El niño A este respecto, encontramos en las cartas de San Pablo una frase sumamente reveladora:
“Todo lo puedo en Aquel que me conforta” (Filip. 4, 13)
Digo que esta frase es sumamente reveladora porque nos muestra que algo muy especial ha ocurrido en el alma de Pablo: el papel de la madre está siendo desempeñado por Dios mismo, y esta es la obra de la gracia en el alma del cristiano. Pablo se sabe débil, impotente y pequeño. Y entonces, cuando se sabe más desasistido, es precisamente cuando se siente confortado por un Amor que le acoge en su misma debilidad, ante quien nada tiene que ocultar. Es el amor materno brotando directamente de su fuente originaria, es decir, de Dios. Pero al sentir el fuerte abrazo de ese Amor, todo su ser se estremece ante la omnipotencia de quien le está abrazando, a quien reconoce como su Padre. Y entonces él mismo pasa, de sentirse débil e impotente, a sentirse confortado por un amor materno, y omnipotente con la fuerza de un padre todopoderoso. Dios es Padre y Madre para él. Ahora es fuerte, fuerte con una fortaleza que nunca había tenido antes porque no es suya, sino de quien le ama y le sostiene. Por eso dirá:
“Cuando me siento débil, entonces soy fuerte” (2Cor, 12, 10).

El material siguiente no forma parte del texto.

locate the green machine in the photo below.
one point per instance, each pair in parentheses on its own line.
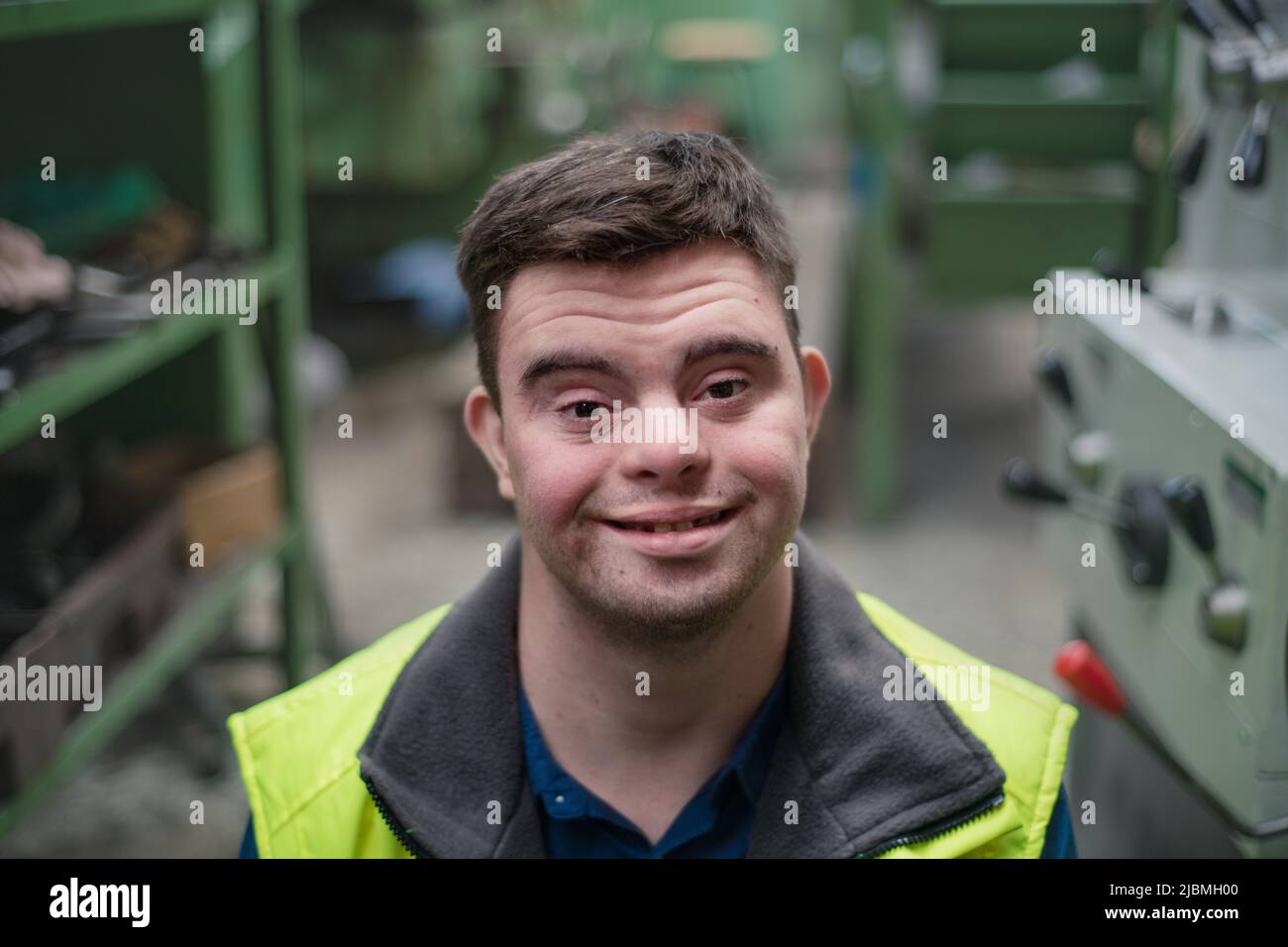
(1038,138)
(1166,438)
(121,85)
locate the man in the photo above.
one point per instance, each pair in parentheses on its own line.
(658,664)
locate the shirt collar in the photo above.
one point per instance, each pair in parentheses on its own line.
(445,755)
(748,764)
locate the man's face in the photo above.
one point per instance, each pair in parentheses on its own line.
(692,329)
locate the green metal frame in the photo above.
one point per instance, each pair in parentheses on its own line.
(259,197)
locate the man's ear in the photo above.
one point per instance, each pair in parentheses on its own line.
(818,385)
(483,423)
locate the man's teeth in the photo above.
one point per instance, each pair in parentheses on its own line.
(675,527)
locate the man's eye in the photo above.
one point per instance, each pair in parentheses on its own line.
(721,390)
(581,410)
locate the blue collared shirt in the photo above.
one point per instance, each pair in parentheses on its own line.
(715,823)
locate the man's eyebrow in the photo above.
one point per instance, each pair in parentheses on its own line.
(565,360)
(575,360)
(728,346)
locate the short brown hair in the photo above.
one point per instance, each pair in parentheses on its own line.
(585,202)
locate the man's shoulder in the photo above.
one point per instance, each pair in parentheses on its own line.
(1024,725)
(360,680)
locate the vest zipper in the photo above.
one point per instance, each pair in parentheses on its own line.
(413,848)
(935,828)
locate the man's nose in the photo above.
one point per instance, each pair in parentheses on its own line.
(666,442)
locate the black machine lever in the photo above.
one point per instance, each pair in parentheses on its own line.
(1188,502)
(1052,375)
(1224,605)
(1252,147)
(1021,480)
(1199,18)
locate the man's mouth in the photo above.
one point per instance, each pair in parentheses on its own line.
(668,522)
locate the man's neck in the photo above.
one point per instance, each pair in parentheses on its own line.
(645,755)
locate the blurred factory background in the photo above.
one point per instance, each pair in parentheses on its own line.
(215,505)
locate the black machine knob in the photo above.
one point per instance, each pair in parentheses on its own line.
(1199,18)
(1020,479)
(1052,375)
(1252,17)
(1188,502)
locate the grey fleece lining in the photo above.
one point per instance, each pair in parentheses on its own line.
(447,744)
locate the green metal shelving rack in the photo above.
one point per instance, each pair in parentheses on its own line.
(978,245)
(236,116)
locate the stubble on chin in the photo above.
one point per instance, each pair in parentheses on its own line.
(658,608)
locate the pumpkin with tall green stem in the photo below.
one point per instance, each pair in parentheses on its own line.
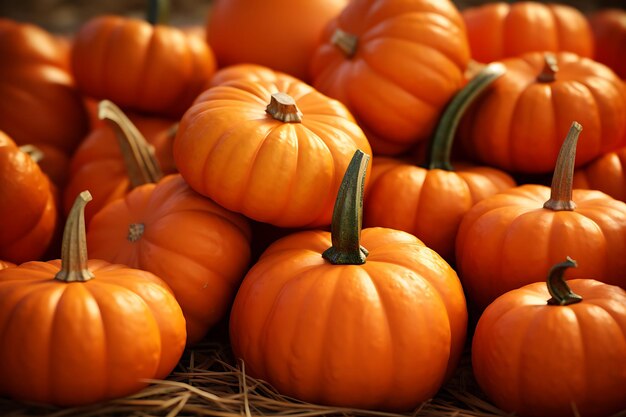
(430,201)
(575,361)
(371,319)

Toda esta experiencia, que consiste en ser criado de nuevo en el seno de Dios, y que es tan necesaria al alma, está reflejada maravillosamente en el salmo 130:
“Señor, mi corazón no es ambicioso,
33
ni mis ojos altaneros. No pretendo grandezas que superan mi capacidad, sino que acallo y modero mis deseos como un niño en brazos de su madre. Espere Israel en el Señor, ahora y por siempre”.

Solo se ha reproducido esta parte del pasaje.